Hikers who head down the Lusk Creek Trail quickly encounter small clearcuts. The Alberta government says the cuts could prevent a mountain pine beetle outbreak
Two months after the provincial government spent more than $1 million to expand the Trans Canada Trail in Alberta, a Cochrane company has turned parts of the trail system in Kananaskis into logging roads for clear cutting — an operation in keeping with a forest management plan approved by the Alberta government.
Spray Lakes Sawmills and Alberta Sustainable Resource Development (SRD) say the cuts could prevent a mountain pine beetle outbreak, but local environmental groups are far from convinced.
“If you accept that logic, then in fact they should be logging Banff and all the protected areas in K-Country — and they’re not. It’s clearly not required,” says Ralph Cartar, a University of Calgary ecologist who’s part of the Bragg Creek Environmental Coalition. “SRD has acted with complete indifference to the cultural and recreational values embodied in that Trans Canada Trail. We find that shocking.”
Sections of the Lusk Pass and Baldy Pass trail systems — many of which were originally logging roads — are part of the Trans Canada Trail, which will eventually stretch 18,000 kilometres across the country into every province and territory. James Clark, trail director for the Trans Canada Trail, says there’s not much his organization can do since it doesn’t actually own or operate any of the trails. “It’s not something that you like to happen,” he says, “but unfortunately, like everything else, it kind of does. We try to work with the agencies that have jurisdiction over that trail as much as we can.”

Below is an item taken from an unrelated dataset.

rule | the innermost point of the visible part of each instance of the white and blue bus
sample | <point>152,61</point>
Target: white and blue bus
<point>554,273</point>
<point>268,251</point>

While clearcuts are typically kept well out of public view, the area in question is a quick walk east of Barrier Lake and Highway 40. Hikers and snowshoers heading south on the Lusk Creek Trail are greeted by a yellow caution sign warning that the trails are “affected” by “active logging and road building operations.” Trucks laden with trees roar past the sign every few minutes, and other machines can be heard droning to the south. “It’s just senseless,” says Doug Sephton, a Bragg Creek resident who co-founded Save Kananaskis. “I have no problem with logging. I have no problem even with clear-cut logging. But that’s not the issue. The issue is that they shouldn’t be doing it in Kananaskis.”
Those who walk further down the road will find a pile of long, spindly pine trunks. Behind the pile is a small clearcut, one of many in the area. Gord Lehn, Spray Lakes Sawmills’ woodlands manager, says the company planned on cutting these patches of the forest in future years, but SRD asked it to harvest them earlier to prevent the pine beetle’s advance from B.C. since the weather hasn’t been cold enough to kill the insect. “We feel we can have some success in limiting the spread of the mountain pine beetle by doing this,” says Dave Ealey, an SRD spokesperson. Lehn says his company has already found some beetle-infested trees in the area. “[That area] has got pine stands in the age and size class that are very ripe for picking from the beetle’s perspective,” he says.
Lehn points out many of the recreational trails Spray Lakes Sawmills is now using were created by the forest industry. “We’re back on using some of those old trail systems that were for logging in the first place,” he says. The company will log in the area for about a month longer and will return again next winter to log further into the bush. “I can’t say we’ll totally avoid all trails, but certainly the majority of the impact on the trails will be from this season,” says Lehn, adding that reclamation work will begin next summer. “By the time we finish the 2009 season, everything will be reforested and planted and… usable again.”
Provincial parks make up roughly 60 per cent of Kananaskis Country. Those areas are protected; companies can’t log there. However, the non-park areas are open to industrial activity, including logging and gas-drilling. The Bragg Creek Environmental Coalition and Save Kananaskis group both want Alberta Tourism, Parks, Recreation and Culture (TPRC) to create a park in the area where Spray Lakes Sawmills is logging, and thereby protect it from industrial exploitation. “SRD and TPRC are at odds with each other and don’t have a coherent policy,” says Sephton. If they did have a coherent policy, he says, “you wouldn’t have a logging operation wiping out a Trans Canada Trail.”
A 2006 Alberta Forest Products Association survey showed 84 per cent of Albertans believe “use of forests should be based firstly on preserving and protecting the environment and sustaining wildlife habitat,” even “at the expense of sustained economic benefits and jobs.” That statistic, Sephton says, shows Albertans’ deep appreciation for the forest in areas like Kananaskis. “Yet [the government] persists in this policy of destroying it,” says Sephton. “They’re not good stewards of the land.”